California’s state minimum wage rose to $15.50 an hour on Jan. 1, but depending on the results of an ongoing court battle, fast-food workers in the state could find themselves earning as much as $22 an hour this year. And industry lobbyists say similar legislation could pass in states like New York and Michigan.
Higher pay has been bars’ and eateries’ primary solution to attracting enough workers to meet demand. The restaurant industry was already struggling with a labor crunch before the pandemic turned the problem into a full-blown crisis.
In recent months, the labor shortage has eased but hasn’t completely disappeared. Employment at eating and drinking places was down 3.9% in November compared with February 2020 when adjusted for seasonality, according to the Bureau of Labor Statistics.
Meanwhile, average hourly wages for the industry have climbed 21% in the same period, reaching a projected $18.99 in November. And while labor costs are hard to cut since restaurants need enough workers to keep up with orders, other costs to keeping a restaurant open, like ingredients and electricity, have also grown more expensive, further eating into operators’ profits.
If California’s government has its way, average hourly pay for restaurant workers could soar in 2023.

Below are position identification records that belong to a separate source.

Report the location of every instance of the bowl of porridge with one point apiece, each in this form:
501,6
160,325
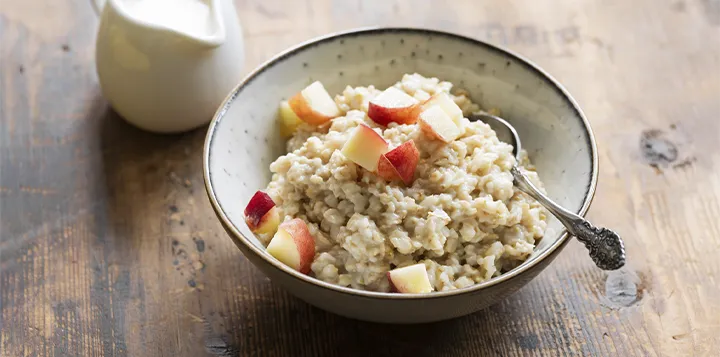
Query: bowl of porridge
346,170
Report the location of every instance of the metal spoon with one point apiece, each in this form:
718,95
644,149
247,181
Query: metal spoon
606,247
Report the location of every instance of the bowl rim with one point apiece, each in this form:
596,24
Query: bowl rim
308,44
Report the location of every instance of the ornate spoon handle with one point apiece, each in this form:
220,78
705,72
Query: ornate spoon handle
605,246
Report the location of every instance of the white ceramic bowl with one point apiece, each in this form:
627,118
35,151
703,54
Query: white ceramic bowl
243,140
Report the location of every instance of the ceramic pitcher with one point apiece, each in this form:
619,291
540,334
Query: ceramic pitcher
166,65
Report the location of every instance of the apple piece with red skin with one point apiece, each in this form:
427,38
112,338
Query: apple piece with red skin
314,105
448,105
293,245
399,163
365,147
436,124
261,214
412,279
393,105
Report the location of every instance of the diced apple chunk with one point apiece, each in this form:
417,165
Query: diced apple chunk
399,163
436,124
289,121
261,214
314,105
365,147
393,105
293,245
448,105
411,279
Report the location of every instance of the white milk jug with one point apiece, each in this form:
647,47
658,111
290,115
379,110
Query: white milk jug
166,65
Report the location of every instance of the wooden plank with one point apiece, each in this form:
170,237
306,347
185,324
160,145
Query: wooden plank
108,246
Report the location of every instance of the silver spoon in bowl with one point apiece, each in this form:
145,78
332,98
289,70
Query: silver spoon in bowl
606,247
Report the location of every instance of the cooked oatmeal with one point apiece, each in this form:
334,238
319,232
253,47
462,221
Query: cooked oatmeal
460,217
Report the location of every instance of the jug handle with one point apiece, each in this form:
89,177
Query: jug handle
97,5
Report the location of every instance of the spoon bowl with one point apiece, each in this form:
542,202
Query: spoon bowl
606,248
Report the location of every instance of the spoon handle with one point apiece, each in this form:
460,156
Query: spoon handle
606,247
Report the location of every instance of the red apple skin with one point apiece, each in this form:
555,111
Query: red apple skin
404,159
258,209
298,230
384,116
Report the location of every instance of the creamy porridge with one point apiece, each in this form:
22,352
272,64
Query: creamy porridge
453,209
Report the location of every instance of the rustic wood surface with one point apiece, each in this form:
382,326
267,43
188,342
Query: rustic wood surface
109,247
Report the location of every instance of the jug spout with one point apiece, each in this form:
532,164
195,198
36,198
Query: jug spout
198,21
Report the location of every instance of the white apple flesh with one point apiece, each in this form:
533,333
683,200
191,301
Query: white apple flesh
436,124
314,105
393,105
365,147
448,105
412,279
293,245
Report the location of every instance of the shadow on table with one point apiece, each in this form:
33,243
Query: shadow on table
150,181
297,329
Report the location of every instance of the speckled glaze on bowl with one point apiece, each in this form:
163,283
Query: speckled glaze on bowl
243,139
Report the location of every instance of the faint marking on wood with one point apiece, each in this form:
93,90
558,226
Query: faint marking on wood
712,11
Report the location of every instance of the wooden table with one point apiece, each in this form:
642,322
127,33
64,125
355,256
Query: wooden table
109,247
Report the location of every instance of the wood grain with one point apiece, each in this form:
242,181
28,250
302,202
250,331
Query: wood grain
109,247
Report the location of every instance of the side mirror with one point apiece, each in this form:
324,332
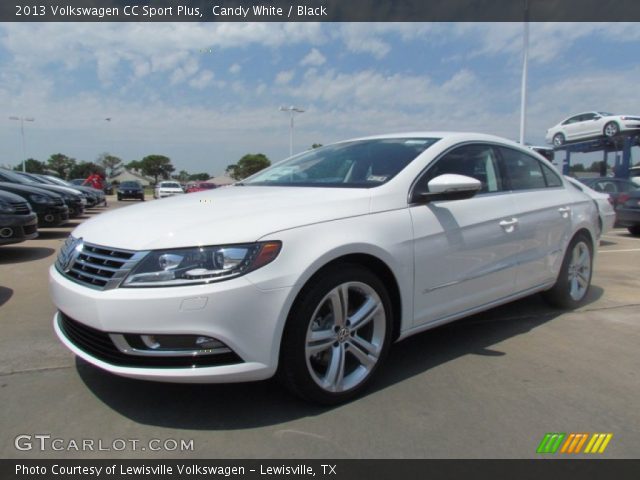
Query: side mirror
449,186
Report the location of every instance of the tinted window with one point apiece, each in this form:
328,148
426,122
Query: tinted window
524,172
358,164
476,161
551,176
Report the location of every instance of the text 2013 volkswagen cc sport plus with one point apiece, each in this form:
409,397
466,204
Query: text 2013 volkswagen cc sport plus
311,268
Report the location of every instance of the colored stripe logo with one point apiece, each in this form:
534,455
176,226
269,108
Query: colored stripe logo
574,442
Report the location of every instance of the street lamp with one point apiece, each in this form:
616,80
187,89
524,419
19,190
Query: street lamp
525,61
292,110
24,148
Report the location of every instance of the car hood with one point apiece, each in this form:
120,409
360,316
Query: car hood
221,216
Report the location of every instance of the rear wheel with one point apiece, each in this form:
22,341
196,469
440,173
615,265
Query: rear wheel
574,279
611,129
337,335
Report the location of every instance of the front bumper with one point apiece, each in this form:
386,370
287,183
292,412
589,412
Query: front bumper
246,319
23,227
627,217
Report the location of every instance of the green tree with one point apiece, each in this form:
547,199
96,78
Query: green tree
134,165
199,176
84,169
61,164
248,165
110,163
157,166
32,165
182,176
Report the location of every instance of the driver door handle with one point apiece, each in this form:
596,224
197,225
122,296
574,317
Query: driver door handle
509,225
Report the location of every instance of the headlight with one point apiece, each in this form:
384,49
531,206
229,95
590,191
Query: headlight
40,199
190,266
6,208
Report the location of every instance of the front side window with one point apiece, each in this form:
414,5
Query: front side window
525,172
358,164
476,161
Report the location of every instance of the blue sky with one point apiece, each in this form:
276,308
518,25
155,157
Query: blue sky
167,93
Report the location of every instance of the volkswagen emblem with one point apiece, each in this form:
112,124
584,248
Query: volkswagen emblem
70,254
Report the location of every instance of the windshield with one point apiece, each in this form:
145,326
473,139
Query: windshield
358,164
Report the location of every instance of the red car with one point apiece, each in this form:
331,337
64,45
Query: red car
199,186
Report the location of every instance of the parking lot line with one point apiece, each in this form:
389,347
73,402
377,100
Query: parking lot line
620,251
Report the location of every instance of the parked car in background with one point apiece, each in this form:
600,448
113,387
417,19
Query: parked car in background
193,187
590,125
130,189
617,188
628,212
167,189
315,265
85,192
17,221
48,206
634,175
603,202
72,198
94,197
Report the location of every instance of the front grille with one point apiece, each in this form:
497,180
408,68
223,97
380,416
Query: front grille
95,266
98,344
21,208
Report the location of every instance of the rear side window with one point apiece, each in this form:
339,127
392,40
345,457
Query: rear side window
476,161
523,172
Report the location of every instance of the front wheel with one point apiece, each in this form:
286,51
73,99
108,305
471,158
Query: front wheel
574,279
611,129
337,335
558,140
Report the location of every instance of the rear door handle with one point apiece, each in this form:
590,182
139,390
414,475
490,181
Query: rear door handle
509,225
564,212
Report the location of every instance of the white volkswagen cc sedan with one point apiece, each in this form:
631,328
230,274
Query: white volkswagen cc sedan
311,268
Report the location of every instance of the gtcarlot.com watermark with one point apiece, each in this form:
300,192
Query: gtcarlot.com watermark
44,442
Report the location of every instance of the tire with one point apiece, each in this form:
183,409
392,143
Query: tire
574,280
558,140
611,129
330,358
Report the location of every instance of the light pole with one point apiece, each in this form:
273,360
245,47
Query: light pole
292,110
24,148
525,61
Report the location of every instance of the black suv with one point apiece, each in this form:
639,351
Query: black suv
17,221
49,206
130,189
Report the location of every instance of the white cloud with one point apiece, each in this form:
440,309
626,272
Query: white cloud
202,80
313,58
283,78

Last year, Gov. Gavin Newsom signed a bill into law that creates a 10-person council to govern the wages and working conditions for workers of restaurant chains with more than 100 locations nationwide.

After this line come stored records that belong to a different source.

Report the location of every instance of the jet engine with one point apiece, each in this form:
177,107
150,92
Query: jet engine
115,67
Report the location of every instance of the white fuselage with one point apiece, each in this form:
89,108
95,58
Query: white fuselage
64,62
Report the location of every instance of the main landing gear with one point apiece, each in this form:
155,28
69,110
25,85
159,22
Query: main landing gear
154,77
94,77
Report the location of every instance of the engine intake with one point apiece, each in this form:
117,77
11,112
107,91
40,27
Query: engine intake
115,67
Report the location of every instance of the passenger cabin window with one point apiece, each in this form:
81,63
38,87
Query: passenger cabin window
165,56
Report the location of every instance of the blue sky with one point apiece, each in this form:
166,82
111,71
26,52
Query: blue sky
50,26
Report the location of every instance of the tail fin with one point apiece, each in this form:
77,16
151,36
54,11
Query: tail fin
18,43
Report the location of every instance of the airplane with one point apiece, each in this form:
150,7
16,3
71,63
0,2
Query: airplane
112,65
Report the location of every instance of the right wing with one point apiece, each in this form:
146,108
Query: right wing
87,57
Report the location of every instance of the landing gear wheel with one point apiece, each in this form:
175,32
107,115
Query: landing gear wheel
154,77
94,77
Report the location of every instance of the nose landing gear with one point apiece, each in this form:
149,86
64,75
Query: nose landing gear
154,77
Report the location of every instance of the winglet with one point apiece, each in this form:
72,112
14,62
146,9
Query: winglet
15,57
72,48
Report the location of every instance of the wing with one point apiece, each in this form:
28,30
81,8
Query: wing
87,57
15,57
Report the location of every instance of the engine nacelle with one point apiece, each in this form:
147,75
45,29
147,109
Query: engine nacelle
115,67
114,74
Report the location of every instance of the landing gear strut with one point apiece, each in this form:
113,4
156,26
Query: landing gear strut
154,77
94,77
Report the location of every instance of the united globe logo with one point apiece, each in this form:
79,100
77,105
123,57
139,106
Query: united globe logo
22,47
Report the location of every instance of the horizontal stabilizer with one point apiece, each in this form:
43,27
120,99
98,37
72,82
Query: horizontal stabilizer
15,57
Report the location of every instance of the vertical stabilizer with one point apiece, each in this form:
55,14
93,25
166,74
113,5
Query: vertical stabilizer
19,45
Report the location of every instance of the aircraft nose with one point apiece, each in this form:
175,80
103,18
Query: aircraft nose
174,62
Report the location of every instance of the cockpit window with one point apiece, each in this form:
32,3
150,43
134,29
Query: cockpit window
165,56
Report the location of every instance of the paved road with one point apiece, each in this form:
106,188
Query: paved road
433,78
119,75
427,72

The restaurant industry opposed the law, called the FAST Act, and garnered more than 1 million signatures from California residents to hold a referendum in 2024 aimed at overturning the law. Opponents say that the law circumvents existing labor and franchising regulations and could kill fast-food jobs.
The state tried to forge ahead with its implementation anyway, but a coalition of restaurants sued, and a judge granted an injunction until Jan. 13.

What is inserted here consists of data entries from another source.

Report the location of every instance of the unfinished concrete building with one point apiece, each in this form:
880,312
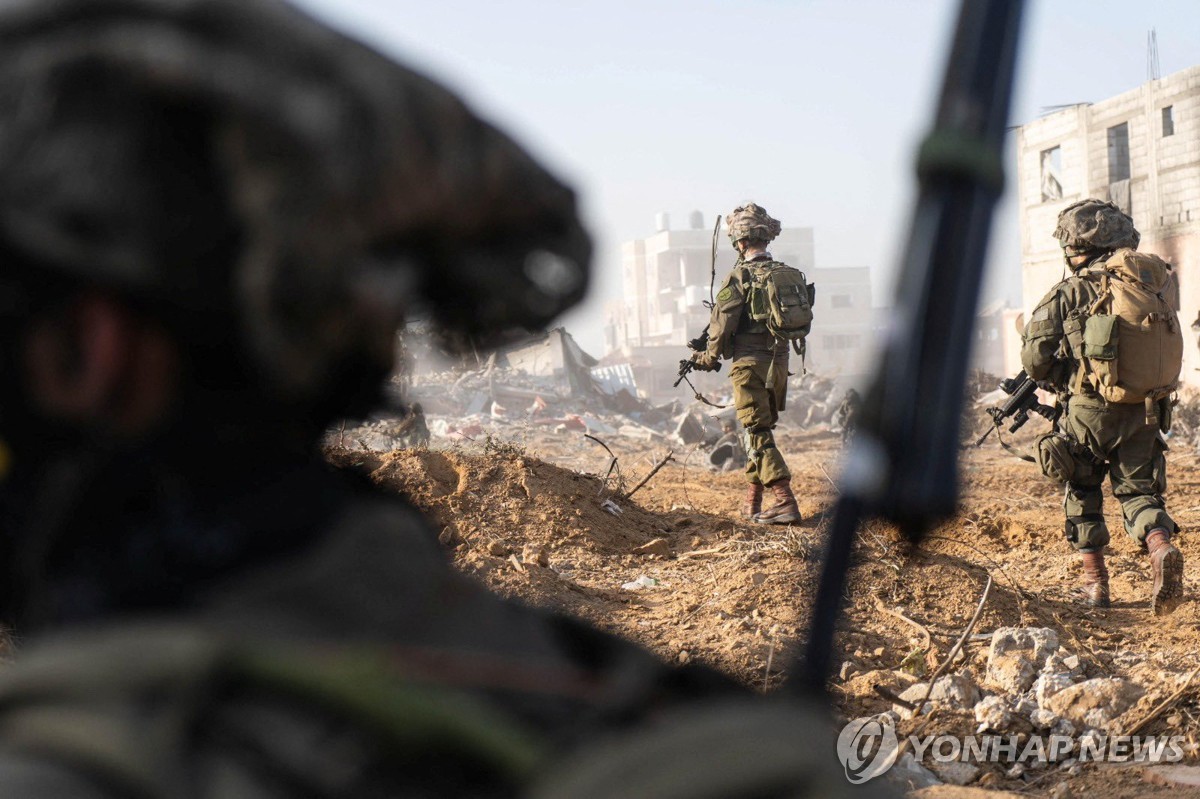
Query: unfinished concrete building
1140,150
666,282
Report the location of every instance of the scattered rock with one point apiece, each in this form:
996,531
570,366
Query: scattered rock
993,714
658,547
1061,791
1048,684
911,774
1096,702
1043,719
1017,654
952,691
1176,776
955,773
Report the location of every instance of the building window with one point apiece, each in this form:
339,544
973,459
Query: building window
841,342
1119,152
1051,169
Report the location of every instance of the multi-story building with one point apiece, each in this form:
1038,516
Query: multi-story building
666,282
1140,150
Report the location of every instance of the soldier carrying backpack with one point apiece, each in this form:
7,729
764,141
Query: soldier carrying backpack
1108,341
762,312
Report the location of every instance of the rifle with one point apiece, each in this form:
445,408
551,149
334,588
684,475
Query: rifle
685,368
1023,400
903,464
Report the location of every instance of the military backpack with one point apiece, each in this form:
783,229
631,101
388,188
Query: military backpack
781,300
1132,342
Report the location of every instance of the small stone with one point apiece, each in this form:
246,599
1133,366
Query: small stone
1062,727
1017,654
955,773
911,774
1048,685
1043,719
657,547
1096,702
952,691
535,556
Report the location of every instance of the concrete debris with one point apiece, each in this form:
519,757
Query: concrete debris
1047,685
1096,702
993,714
954,772
655,547
911,774
951,691
1017,654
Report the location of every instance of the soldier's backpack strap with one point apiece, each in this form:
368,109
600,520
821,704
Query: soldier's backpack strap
130,706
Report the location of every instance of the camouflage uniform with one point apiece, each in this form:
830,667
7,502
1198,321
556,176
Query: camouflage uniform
250,200
759,372
1096,434
1115,438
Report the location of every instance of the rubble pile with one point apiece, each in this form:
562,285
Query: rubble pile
1030,684
504,403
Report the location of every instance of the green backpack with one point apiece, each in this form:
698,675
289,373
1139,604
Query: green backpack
781,300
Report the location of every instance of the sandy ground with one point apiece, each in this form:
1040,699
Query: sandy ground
527,520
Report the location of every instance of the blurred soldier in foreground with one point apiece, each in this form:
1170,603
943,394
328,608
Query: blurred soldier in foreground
213,216
763,306
1108,341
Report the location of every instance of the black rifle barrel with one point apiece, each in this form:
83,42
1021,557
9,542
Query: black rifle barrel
903,466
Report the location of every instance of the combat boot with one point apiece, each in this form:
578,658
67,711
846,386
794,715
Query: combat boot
785,510
1096,580
753,504
1167,563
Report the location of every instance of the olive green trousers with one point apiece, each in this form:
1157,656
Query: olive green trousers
760,392
1135,466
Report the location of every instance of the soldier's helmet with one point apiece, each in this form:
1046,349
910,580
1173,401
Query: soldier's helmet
751,221
237,158
1096,226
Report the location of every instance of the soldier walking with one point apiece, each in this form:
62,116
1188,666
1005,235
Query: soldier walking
742,329
1108,341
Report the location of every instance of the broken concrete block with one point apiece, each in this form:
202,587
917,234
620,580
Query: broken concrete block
911,774
951,691
1017,654
658,547
1047,685
954,772
1043,719
1096,702
993,714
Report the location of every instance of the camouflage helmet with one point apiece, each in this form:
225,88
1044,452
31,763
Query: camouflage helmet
751,221
1093,224
342,190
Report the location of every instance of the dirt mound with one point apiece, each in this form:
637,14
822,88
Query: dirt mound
679,571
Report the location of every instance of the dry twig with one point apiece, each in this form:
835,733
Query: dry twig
670,456
949,659
1164,704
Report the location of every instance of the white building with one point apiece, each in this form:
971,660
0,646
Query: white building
666,283
1140,150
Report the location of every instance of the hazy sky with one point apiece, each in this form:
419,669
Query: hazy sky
811,108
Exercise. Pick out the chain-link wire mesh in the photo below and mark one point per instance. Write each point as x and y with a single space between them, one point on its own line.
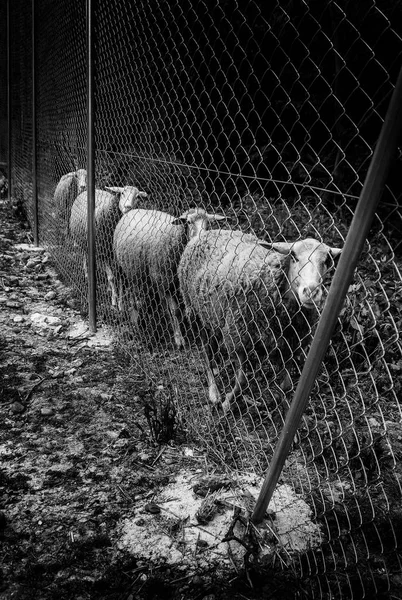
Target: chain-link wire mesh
266 114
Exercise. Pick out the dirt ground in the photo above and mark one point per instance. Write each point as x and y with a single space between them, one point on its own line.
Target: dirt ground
78 462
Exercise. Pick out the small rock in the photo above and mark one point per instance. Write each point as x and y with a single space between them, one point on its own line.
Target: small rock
31 264
11 304
50 295
16 408
152 508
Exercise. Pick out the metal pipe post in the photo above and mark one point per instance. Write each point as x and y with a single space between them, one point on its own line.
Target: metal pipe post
9 164
91 169
34 149
371 193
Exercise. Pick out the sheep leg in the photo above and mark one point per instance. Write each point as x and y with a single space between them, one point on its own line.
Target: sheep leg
213 392
174 311
240 380
111 284
85 267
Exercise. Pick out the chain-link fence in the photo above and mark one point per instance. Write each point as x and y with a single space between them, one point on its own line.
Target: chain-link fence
266 113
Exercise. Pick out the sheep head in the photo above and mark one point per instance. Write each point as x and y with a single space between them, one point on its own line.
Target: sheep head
81 176
129 197
309 262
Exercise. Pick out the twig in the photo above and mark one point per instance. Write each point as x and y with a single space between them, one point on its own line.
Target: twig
37 384
159 455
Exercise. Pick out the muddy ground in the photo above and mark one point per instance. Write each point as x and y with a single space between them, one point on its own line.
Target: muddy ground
77 458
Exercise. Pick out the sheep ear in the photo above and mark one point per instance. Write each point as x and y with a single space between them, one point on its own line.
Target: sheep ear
281 247
116 190
182 220
335 252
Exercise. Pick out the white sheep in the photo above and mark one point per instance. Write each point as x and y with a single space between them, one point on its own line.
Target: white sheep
67 189
109 206
246 294
148 246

Tia Orr, director of government affairs for the Service Employees International Union’s California division, told CNBC she expects that the battle will end up coming down to the ballot referendum. The SEIU has accused opponents of the law of violating election law by misleading voters to garner enough signatures.
Chains like McDonald’s and Chick-fil-A have been pouring money into opposing the law, according to California records.
“Part of efforts to thwart California from passing the FAST Act is to avoid the risk of FAST Act’s key tenets spreading to other states & municipalities,” Cowen analyst Andrew Charles wrote in a December research note.
Seventeen other U.S. states have Democratic legislatures and governors and could follow California’s lead. So far, however, no states have made meaningful progress toward enacting their own versions.
And it’s unlikely that restaurant workers will see any wage gains on the federal level this year. President Joe Biden has expressed support for a $15-an-hour minimum wage and the elimination of the tipped wage, which allows employers to pay workers as little as $2.13 an hour. If the hourly rate, combined with tips, doesn’t add up to a locality’s pay floor, employers are supposed make up the difference, but labor advocates say that often doesn’t happen. The tipped minimum wage was last raised in 1991.
That’s good news for restaurant operators who are looking for ways to cut down on their labor costs. Out of 3,000 operators surveyed by the National Restaurant Association in November, 89% said that labor costs are “a significant challenge.” Nearly a fifth of respondents said that they are slowing hiring in response to higher costs elsewhere.
That makes laws like California’s FAST Act a particularly threatening precedent for restaurant operators.
Plus, some restaurant employees are taking a more active role in determining their pay by unionizing. Roughly 270 company-owned Starbucks locations have unionized under Workers United, an affiliate of the SEIU, in the last 13 months. Individual stores are negotiating with the coffee giant, trying to bargain for better wages and working conditions.